I feel privileged to be here and I’m making the most of unexpected opportunities to learn first-hand about labour relations in Canada and about Canadian student politics. Workers and employers seem to engage in the same struggle the world over. However, Canadian student politics is like nothing I’ve ever seen.
Although I love my country, in Mexico there is frequent misuse of authority at many levels. We recognize this problem and often question authority. We speak out, we criticize and often a lot of wrongs get righted.
The first step to correct any problem is to recognize that it exists. I see a problem in the UVSS. In Mexico, we would recognize it as misuse of authority. At UVic, there seems to be great reluctance to recognize that anything truly bad could happen here.
Last Thursday the Students’ Society held its AGM. Was it open, honest and democratic? I don’t think so. The location wasn’t announced until the last minute, and for a society with 16,000 members the board booked a room with 156 seats.
In the middle of a total breakdown in all operations of the Society, no faculty or university administrators were there to observe or advise. Graduate students willing and able to offer assistance were not allowed in the room.

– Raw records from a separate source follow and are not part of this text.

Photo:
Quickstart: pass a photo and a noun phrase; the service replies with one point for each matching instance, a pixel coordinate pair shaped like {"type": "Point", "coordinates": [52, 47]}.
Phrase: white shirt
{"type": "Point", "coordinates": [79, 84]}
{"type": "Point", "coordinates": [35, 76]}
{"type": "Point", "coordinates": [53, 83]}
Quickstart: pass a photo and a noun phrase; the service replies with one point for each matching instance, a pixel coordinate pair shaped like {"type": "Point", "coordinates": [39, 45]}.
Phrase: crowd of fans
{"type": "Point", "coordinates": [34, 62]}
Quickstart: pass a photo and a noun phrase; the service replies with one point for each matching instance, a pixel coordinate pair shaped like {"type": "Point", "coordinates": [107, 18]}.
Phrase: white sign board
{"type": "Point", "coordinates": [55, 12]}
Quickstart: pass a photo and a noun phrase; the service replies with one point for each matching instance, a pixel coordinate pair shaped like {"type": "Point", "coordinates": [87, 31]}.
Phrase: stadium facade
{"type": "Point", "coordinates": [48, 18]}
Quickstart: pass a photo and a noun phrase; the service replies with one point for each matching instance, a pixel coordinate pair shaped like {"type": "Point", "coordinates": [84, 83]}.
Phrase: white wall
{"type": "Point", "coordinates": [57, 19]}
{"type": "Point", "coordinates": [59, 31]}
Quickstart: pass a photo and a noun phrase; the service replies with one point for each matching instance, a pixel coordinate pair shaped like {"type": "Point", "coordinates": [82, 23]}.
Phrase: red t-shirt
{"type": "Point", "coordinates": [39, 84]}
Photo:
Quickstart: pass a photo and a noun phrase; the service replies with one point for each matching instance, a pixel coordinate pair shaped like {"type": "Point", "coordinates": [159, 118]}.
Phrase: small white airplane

Non-student employees of the society who might have contributed their perspectives were excluded. It was well-known that a procedural question about a special resolution to remove directors would arise. Nobody with independent expert knowledge was present to address it.
I had read the bylaws carefully, sought an expert opinion and diligently followed the simple procedure that allows students to vote to remove their current directors at an Annual General Meeting should they wish to do so.
I collected four times the requisite number of signatures to place a special resolution, and the Martlet published the requisite two weeks notice of a vote for the removal of directors to take place at the AGM.
The chair and board are probably doing their best, and I think most students realize that.
Still, with an increasingly bitter strike, a chair who crosses the picket line every morning and a growing mountain of garbage behind the SUB, it is not surprising that hundreds of students want to at least be allowed to consider a change in leadership.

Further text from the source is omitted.